Things To Come ★★★★
Nathalie Chazeaux (Isabelle Huppert) is a married professor of philosophy, with two adult children, a sunny, book-lined Parisian apartment, and several published works to her name. Success has granted her self-assurance, at least in public. Early in Things to Come (or L’Avenir, to give the film’s French title), we watch her cross a student picket line without compunction, the arguments of the young protestors seeming to bounce off her. At home, over a family lunch, her husband, Heinz (André Marcon), also a philosopher, teases her about the gradual retreat of her youthful ideals. ‘Okay, I was a communist,’ she says defensively. ‘No shame.’ Who changes, and why, and how one lives with it – these knotty questions underpin a film that nevertheless proceeds with subtlety and wit.

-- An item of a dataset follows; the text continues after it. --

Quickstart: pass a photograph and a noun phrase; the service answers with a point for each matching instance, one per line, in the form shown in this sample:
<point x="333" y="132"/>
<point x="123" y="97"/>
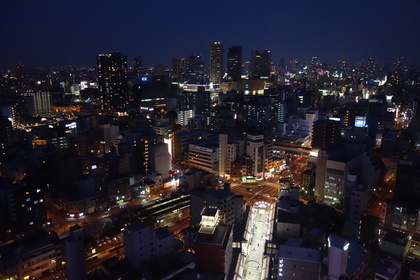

Things to Come is a portrait of a woman who loses nearly everything that she thought she could rely on, but it isn’t a tragedy, much less a melodrama. In the lead role as Nathalie – and she appears in nearly every scene – Huppert is resolutely unsentimental, and often funny. Nathalie is competent but also a bit fretful, understandably so, given that she is pressed upon not only by her husband and students, but also by her publisher, and especially by her histrionic mother, Yvette (a perfectly formed performance from Édith Scob), who threatens to kill herself every few days. With all these demands upon her time and attention, Nathalie is almost always in a rush, and sometimes the camera follows her in a flurry.